For the rest of these countries, some are standing in solidarity with Britain, but many one can suspect are joining the fray for various reasons, whether it's election meddling, annexing territory, naval activity in another country's waters, energy manipulation, or plain old deep distrust carried over from the Soviet era.

Senator Ron Johnson (R-WI) described Russia as an 'unfriendly adversary,' which sums up the general attitude of the U.S. Senate and it also means that the Russia probe will continue. Speaking of that, Mr. Johnson also said that he thought that the special counsel should have been appointed after the Senate and House investigations. Good thing he isn't the attorney general because despite his reasoning that the special counsel disrupts congressional inquiries, the incompetence of the House and the hiccups in the Senate query have proven that it would have been the wrong move to wait.

Professor Emeritus at Harvard, Alan Dershowitz explained that a pardon can not be used as the pretext for a criminal charge because it's a Constitutional Act, even if there is corrupt intent because that last part is difficult to prove - even if it's for pardoning acts of collusion. As a counter-weight, Bob Bauer, former general counsel in the Obama Administration stated that the underlying reason for the pardons, the collusion, was at issue. Mr. Dershowitz  explained the collusion is not unlawful as it is not mentioned. However, what he failed to mention, what Mr. Bauer began to state but was interrupted, is that having foreign nationals participating in a campaign, depending on degree, is in fact illegal. See FEC laws: https://www.fec.gov/updates/foreign-nationals/

As for the U.S. Department of Veterans Affairs, fmr. Secretary David Shulkin stated that he did not violate any ethics laws, but nonetheless the investigation provided the pretext for his firing. But one has to think that there is some truth to what he was saying about privatizing the VA and look no further than today's interview with Senator Johnson for evidence.

Though he said being the head of the VA is a thankless job, he described the VA as a single-payer system, run by the government that doesn't work. That's the sound of someone who thinks privatizing the VA would be a good thing. However, that's not what most veterans would say. My general feeling is that once you bring in the profit motive into helping veterans that soon the profit will become more important than the veterans. An even more insidious thing could happen if private companies who run VA hospitals need to keep making profits. Think of this analogy: private prisons need to keep cells full to keep making money. Ugh. Does someone actually need to profit monetarily from the suffering of brave men and women who served their country?

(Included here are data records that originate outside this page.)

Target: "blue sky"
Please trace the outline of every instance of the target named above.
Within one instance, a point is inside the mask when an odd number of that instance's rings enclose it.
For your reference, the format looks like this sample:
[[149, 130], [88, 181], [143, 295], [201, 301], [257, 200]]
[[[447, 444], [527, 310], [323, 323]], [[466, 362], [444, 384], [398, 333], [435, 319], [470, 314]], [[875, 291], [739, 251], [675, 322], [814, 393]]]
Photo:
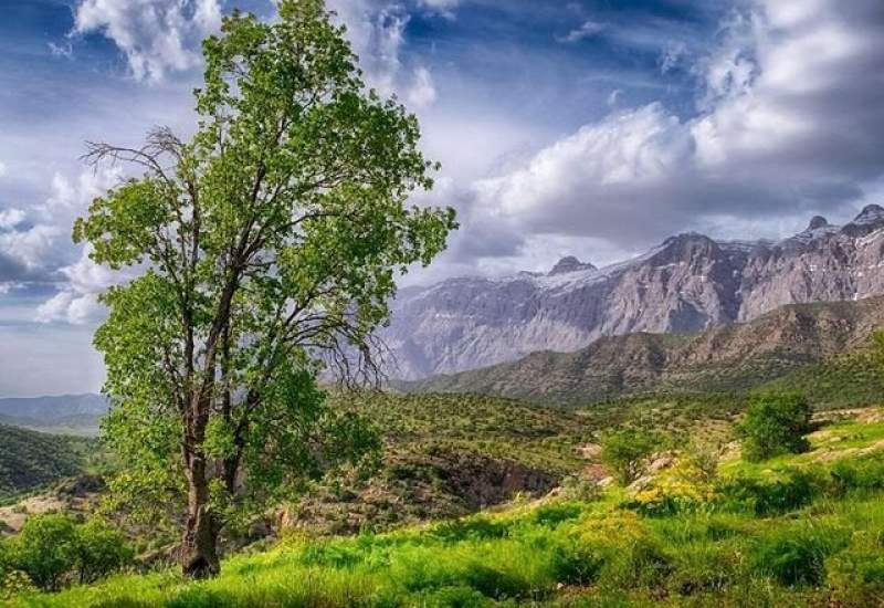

Lastly, the panel discussed the police shooting of Stephon Clark in Sacramento and noted a column written by David French in the Weekly Standard, in which he said that police are trained to expect the worst at all times.  But what ever happened to training police not to shoot unless shot upon? If that were the training then Mr. Clark would have not been shot because he didn't have a gun. Shooting first and asking questions later is a military tactic, not a policing tactic. With the militarization of the police, which Elise Jordan mentioned, it's this mentality that overrides restraint.


Panel: George Will, The Washington Post; Danielle Pletka, American Enterprise Institute; Joshua Johnson, NPR; Elise Jordan, NBC


A couple more things....
Art reflects cultural and the general mood of a society at the time it's being created. Not all the time, but many times. With that said, you have Roseanne Barr's television reboot. As Joshua Johnson explained the show is nuanced. But the bottom line is that it is a television program. If you like it, watch it. If you don't then don't. All good either way.